花穴隔着裤子压在他的腿上。
“这么痒?”池恕盯着他的动作,将他裤子脱了一看,姜晚雀的内裤已经在滴水了。“浪。”
姜晚雀听着他的评价,花穴里又喷出来一股水,手上动作更快了些:“咱们都一样。”
池恕隔着内裤揉他的阴蒂,肥嘟嘟的软肉像裂开一道口的水蜜桃,汁水丰沛。
醉了酒的姜晚雀像一只发了春的小猫,被池恕的手揉得一塌糊涂,软了身体,手上动作也停了。
池恕握着自己的阴茎伸进了他的内裤里,松紧带将阳物与花穴紧紧相贴,几乎要嵌进软肉中。
刚清醒没几分的脑子又开始迷迷瞪瞪了,姜晚雀低头含住了池恕的乳头,连舔带咬的。池恕倒吸一口凉气,正要惩罚他,忽然听见了汽车的鸣笛声。
他们二人同时僵住,一辆汽车缓缓驶入地库,车前灯照进车窗内,将车内照亮。
姜晚雀酒意都要被吓醒了,大气不敢喘一声。忽然,他的内裤被拨下来,长物直直挺入。猝不及防的插入让姜晚雀忍不住呻吟,憋在口中像呜咽一般。池恕无声的抽插了两下,动作很缓慢,点到了敏感点就出去。姜晚雀身体微微颤抖,一口咬住了手背防止春声外泄。
他们俩在狭小的空间中交合,身体紧紧贴在一起。
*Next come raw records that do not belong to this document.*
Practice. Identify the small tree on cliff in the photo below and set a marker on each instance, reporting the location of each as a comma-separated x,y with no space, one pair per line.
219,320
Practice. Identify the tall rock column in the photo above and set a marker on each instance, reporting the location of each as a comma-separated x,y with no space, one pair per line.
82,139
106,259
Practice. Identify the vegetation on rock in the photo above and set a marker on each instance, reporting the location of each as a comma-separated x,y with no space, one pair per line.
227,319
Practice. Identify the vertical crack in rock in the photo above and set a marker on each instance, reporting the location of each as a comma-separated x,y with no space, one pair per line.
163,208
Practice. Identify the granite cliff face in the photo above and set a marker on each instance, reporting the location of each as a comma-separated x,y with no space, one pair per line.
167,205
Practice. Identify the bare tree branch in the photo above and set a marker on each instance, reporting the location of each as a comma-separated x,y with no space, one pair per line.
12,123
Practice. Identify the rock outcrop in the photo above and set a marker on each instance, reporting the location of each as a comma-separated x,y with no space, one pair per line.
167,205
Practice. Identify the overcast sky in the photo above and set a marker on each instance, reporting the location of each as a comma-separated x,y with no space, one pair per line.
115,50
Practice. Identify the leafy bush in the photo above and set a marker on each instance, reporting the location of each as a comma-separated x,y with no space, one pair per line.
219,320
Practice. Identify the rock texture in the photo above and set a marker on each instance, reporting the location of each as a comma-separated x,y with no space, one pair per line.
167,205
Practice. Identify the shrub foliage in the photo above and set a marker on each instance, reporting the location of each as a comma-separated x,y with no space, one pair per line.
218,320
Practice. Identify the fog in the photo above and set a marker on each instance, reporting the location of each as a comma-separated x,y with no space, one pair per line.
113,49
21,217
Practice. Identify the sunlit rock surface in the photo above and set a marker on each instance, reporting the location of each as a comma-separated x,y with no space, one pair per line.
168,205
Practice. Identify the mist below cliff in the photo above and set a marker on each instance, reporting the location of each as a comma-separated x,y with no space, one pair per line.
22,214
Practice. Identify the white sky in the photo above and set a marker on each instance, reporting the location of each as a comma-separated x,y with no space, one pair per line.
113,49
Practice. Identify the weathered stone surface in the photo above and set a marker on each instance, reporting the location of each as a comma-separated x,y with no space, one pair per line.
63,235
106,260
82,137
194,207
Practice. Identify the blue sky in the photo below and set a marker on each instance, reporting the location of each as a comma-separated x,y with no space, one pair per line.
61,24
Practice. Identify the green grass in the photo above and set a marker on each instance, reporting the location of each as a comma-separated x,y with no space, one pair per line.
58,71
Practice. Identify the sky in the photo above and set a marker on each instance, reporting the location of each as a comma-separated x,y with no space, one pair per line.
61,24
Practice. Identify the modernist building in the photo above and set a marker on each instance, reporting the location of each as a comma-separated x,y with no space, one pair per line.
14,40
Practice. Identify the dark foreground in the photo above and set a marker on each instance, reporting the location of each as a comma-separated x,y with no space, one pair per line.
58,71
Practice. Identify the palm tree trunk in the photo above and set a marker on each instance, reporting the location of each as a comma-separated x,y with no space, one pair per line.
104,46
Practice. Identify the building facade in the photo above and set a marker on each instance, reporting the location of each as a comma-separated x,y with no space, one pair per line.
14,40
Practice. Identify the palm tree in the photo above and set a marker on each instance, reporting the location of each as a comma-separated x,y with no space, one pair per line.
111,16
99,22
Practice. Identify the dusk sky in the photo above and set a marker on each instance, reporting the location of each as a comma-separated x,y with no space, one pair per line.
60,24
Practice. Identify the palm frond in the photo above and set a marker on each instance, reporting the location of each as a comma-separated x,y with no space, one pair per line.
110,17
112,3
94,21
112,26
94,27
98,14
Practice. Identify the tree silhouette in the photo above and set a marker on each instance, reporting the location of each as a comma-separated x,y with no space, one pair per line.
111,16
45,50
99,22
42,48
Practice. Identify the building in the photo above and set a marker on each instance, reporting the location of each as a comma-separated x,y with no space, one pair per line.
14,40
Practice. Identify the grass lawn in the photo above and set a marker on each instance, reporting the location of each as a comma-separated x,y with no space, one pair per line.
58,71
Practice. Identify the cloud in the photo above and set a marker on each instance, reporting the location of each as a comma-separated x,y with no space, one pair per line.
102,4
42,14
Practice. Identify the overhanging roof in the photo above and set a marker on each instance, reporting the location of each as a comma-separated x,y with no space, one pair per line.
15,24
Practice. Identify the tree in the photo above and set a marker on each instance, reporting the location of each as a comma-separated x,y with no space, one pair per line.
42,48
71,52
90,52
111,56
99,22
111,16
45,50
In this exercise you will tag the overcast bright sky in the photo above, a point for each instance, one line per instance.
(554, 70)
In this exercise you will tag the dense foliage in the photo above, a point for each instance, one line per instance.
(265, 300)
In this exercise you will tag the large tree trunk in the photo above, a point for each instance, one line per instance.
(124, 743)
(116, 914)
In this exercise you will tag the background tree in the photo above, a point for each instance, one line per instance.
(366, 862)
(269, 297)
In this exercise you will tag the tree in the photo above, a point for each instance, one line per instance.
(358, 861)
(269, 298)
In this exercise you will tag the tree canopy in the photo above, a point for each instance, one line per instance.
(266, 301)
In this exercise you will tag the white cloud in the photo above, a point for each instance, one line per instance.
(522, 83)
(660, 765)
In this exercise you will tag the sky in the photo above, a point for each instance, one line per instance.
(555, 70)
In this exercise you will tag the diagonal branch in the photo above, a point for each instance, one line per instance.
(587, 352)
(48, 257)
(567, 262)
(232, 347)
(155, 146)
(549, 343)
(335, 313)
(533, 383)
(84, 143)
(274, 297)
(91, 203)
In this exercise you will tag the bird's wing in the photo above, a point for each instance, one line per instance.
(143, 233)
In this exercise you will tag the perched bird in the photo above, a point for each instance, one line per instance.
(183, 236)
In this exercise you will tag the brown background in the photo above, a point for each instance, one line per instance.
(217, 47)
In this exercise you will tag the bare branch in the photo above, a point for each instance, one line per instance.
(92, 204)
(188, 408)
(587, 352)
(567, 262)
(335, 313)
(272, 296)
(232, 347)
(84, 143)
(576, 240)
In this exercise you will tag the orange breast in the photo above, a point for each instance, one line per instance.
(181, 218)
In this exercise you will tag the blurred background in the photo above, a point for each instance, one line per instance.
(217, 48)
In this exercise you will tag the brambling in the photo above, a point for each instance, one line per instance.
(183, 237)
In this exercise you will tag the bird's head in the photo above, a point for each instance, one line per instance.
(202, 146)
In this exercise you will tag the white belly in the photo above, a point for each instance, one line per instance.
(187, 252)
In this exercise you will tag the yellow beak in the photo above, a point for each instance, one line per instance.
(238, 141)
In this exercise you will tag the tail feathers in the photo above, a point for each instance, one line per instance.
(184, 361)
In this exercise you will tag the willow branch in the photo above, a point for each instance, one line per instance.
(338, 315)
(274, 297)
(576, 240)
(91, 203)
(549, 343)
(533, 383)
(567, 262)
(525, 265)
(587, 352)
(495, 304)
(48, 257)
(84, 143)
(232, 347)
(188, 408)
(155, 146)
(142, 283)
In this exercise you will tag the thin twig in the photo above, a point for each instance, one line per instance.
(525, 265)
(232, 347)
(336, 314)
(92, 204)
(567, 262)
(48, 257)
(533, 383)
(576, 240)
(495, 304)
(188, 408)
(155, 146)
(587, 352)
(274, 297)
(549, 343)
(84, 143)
偷情的快感让两个人都有些兴奋,耳边听着肉体拍打的声音,看着腹部轻轻凸起。
刚来停车的人乘坐电梯上楼了,姜晚雀一把揪住池恕的耳朵,骂他:“你知不知道我刚刚差点叫出来了!”窃窃私语般的嗔怪不像是在骂他,倒像是在撒娇。
池恕无辜的看着他,和他一起小声说话:“可是老师刚刚一下流了很多水,老师也喜欢这样吧?”
身体的坦诚无从反驳,姜晚雀不搭理他了。池恕细心顶着他,想让他叫出声——老师的声音低而磁性,他听了会硬得很厉害。
池恕替他舔起侧颈上渗出来的汗水,那汗水都浸润了他洗发水的香味,是牛奶味的。
“池恕,嗯…池恕,换个姿势…”姜晚雀引颈喘息,薄唇艳红,吐出一个可爱的舌尖,缓解巨大的快感。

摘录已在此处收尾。